Bloody diamonds

What are diamonds?

Lumps of carbon and the hardest substance known to humans. So is that why enslaved people die fighting over them and huge profits are generated selling them?

Not really. This happens because of superstition and greedy people. Let’s try a different question, What are diamond jewels?

Shiny gravel. For some reason, shiny gravel has an inexplicable attraction for humans. This causes all the trouble.

In a lot of ways, we are still primitive natives, seduced by beads and gewgaws. We give away real wealth for trinkets and fall under the spell of specious superstition and lies – for example, shiny gravel is rare and exclusive.

It might have been once, but since De Beers established a monopoly on shiny gravel production and distribution, its rarity value has been carefully manipulated to maintain that illusion. De Beers has billions of pounds worth of shiny gravel locked away in huge warehouses like a giant dam, preventing them from flooding the market. Through various dirty tricks and special circumstances, De Beers has managed to perpetuate its monopoly and its superstitious beliefs for over 100 years.

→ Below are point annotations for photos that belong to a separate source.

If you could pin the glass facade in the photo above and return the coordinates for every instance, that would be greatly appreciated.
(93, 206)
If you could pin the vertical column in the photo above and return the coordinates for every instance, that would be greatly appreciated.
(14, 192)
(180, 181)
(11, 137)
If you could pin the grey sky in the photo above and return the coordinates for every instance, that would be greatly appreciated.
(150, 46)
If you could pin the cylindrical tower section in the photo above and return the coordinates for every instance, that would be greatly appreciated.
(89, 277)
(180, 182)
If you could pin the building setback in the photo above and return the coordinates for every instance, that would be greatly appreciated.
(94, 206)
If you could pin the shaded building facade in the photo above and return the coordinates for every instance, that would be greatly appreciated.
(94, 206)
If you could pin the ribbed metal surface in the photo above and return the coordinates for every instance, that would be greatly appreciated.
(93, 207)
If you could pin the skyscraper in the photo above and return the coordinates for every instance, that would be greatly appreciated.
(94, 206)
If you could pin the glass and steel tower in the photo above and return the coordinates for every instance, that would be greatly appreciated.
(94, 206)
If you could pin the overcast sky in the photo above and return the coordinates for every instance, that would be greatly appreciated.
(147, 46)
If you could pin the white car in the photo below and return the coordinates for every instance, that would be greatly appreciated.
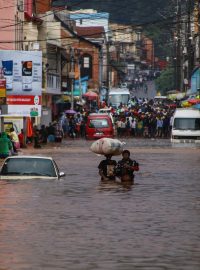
(29, 167)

But here is where it gets really spooky. Eventually, technology and capitalism caught up with De Beers and innovative engineers could grow shiny gravel in a laboratory. This meant factories could be set up to start mass producing shiny gravel with the economies of scale that would allow cheaper prices. Hardly the romantic image De Beers wants to promote. It also compromised the special circumstances that allowed De Beers to maintain a monopoly. So what was their response?


They started to investigate how they could differentiate natural shiny gravel, from factory produced shiny gravel and their results were mind blowing. They were mind blowing because they were on a molecular level. The primitive natives can’t see molecules and they don’t really care about them, they only care if the gravel shines prettily, but if that was the only weapon Be Beers had, they were going to go to war with it. And so, as primitive natives, we are told to believe ‘natural’ is better than ‘manufactured’ when it comes to shiny gravel.

This is a war of ideas. This is superstition versus science, creationism versus evolution, the have’s versus the have not’s, evil versus good.

When you buy shiny gravel, it’s really the voodoo you buy.

3 Responses to “Bloody diamonds”

  1. Harrison says:

    When I was in London a few months ago I noticed the tube escalator walls were covered with posters advertising a designer suit. The posters simply depicted a model in said suit with the word ‘confidence’ underneath.

    The suit may well give the wearer confidence, in much the same way as a special amulet might have provided the wearer with confidence a few hundred years ago.

    Capitalism does indeed encourage superstition.

  2. Ivor Tymchak says:

    Thank you for this Harrison, superstition is obviously more pervasive than I had given credit for. Although, thinking about it, one of the most common symbols of voodoo in modern civilisation is right there in everyone’s pocket – a bank note.

    You were missed at Bettakultcha V. When are you going to do a presentation?